Up to 1,200 young people may miss out on provisional university places they have been offered this year even though they have the right grades.
The teenagers, many of whom have three straight A-grade passes, got their results following re-marks – but, by the time the revised results came through, all the places on their courses had been taken. This means it will be next year before they can take up their places.
The dilemma emerges because of the squeeze on university places this autumn following the 10 per cent rise in applications.
Now Geoff Lucas, secretary of the Headmasters' and Headmistresses' Conference – which represents the top boarding schools – is demanding that exam results should be brought forward to avoid a repeat of the problem.
He said at least 20 of his schools had contacted him about the issue. Many state schools are similarly affected. "It shouldn't be beyond the wisdom of the exam boards to bring the date forward now we have electronic marking," he said. He is asking Ofqual, the newly-established independent exams watchdog, to intervene and sort out the crisis.
Writing in yesterday's Times Educational Supplement, he told of two pupils – a boy from a comprehensive school and a girl from an independent school – who had been affected by this problem. The girl was told by an admissions tutor, after it was confirmed she had the required grades, that if she had got her grade the first time round, she would have been all right.
"The issue of lost university places because of poor marking by exam boards and the impatience and insensitivity of admissions tutors can only be described as a national scandal," Mr Lucas added.
"It is a failure that potentially affects all aspiring university entrants, irrespective of gender, race, socio-economic background or schooling.
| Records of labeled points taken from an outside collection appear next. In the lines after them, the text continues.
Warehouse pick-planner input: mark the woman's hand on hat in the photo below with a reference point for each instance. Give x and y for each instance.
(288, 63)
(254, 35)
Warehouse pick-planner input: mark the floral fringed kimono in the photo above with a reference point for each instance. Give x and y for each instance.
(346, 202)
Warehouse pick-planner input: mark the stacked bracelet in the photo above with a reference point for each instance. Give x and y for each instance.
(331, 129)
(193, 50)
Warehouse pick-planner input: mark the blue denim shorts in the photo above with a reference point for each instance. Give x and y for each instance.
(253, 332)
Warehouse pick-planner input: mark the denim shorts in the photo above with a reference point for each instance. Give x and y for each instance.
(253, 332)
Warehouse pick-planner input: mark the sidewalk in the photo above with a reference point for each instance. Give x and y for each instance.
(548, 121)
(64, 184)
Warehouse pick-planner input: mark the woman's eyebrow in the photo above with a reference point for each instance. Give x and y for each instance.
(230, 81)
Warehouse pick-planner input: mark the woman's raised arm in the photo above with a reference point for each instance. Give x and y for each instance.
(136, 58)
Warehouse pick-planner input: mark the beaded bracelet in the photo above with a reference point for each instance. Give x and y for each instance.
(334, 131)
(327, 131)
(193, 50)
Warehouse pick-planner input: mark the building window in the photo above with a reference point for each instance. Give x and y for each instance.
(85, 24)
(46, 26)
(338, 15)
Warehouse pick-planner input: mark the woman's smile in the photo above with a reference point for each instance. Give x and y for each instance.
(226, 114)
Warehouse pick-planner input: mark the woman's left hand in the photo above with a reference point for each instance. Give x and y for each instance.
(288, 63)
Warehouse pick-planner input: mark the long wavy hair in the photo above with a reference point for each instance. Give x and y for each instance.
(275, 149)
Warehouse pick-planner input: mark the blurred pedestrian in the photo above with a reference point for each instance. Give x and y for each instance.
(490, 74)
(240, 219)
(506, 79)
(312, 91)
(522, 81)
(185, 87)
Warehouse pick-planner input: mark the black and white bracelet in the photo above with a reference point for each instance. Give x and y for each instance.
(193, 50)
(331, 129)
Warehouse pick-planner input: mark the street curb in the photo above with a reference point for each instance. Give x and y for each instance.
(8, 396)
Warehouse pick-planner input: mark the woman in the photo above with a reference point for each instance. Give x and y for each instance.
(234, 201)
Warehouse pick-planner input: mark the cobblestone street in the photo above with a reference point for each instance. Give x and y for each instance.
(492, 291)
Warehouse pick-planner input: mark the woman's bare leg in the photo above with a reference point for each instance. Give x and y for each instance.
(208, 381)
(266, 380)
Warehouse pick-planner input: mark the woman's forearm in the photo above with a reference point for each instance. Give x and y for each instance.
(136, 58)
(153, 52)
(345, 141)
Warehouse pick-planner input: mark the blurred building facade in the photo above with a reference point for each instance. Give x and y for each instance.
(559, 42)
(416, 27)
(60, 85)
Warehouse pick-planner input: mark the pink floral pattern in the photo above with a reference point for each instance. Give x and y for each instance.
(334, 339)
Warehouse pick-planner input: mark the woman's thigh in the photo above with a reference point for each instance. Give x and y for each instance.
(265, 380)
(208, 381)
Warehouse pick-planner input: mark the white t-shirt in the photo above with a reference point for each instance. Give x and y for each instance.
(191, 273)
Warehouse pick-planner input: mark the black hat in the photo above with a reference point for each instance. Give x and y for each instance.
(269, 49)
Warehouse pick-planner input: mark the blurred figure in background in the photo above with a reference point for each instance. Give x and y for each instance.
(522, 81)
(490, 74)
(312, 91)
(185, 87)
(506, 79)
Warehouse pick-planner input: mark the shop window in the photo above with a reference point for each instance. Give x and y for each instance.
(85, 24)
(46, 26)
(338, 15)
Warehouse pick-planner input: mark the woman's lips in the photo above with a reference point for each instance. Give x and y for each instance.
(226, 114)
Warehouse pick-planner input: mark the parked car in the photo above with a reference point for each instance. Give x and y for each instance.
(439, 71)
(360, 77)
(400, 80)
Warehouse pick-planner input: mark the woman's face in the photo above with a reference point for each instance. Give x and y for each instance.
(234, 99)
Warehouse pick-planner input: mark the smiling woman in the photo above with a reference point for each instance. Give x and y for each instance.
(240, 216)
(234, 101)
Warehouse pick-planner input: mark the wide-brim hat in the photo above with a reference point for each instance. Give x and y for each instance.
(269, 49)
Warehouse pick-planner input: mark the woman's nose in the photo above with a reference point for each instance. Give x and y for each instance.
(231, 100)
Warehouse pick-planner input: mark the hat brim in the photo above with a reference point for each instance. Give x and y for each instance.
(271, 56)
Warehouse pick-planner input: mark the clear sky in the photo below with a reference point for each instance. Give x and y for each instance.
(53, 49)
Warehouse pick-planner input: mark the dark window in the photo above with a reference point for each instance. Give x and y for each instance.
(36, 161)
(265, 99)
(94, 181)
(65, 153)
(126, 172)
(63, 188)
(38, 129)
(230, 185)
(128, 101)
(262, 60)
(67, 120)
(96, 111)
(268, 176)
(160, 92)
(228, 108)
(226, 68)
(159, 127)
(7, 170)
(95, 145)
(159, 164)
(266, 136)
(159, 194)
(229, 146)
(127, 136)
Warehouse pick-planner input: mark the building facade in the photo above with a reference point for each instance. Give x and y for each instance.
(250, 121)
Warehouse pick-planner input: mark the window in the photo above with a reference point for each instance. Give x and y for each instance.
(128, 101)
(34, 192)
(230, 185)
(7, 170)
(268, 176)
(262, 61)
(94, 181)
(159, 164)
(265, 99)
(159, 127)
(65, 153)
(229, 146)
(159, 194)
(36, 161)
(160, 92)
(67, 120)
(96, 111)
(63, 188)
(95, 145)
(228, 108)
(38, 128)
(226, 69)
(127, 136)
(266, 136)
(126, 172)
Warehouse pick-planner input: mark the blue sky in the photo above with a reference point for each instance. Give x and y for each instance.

It is a truly inclusive national failure.
"If Ofqual can't bring its influence to bear on this important issue then it deserves to be at the forefront of the Conservatives' promised cull of quangos when they take up office in 2010."
There have been various attempts to persuade exam boards to bring forward the exam results' timetable. Dr Ken Boston, when he was head of the Qualifications and Curriculum Authority, wanted A-levels and GCSEs brought forward to late May so pupils could receive their results by the end of the summer term.
This would have the added advantage of allowing teenagers to apply to university after receiving their results, rather than being offered places based on predicted grades.
This was opposed in Whitehall, sources said, because it could affect standards, with students having less time to prepare for their exams.
Exam regulators are confident the date for results could be brought forward now new technology means they are electronically delivered to schools.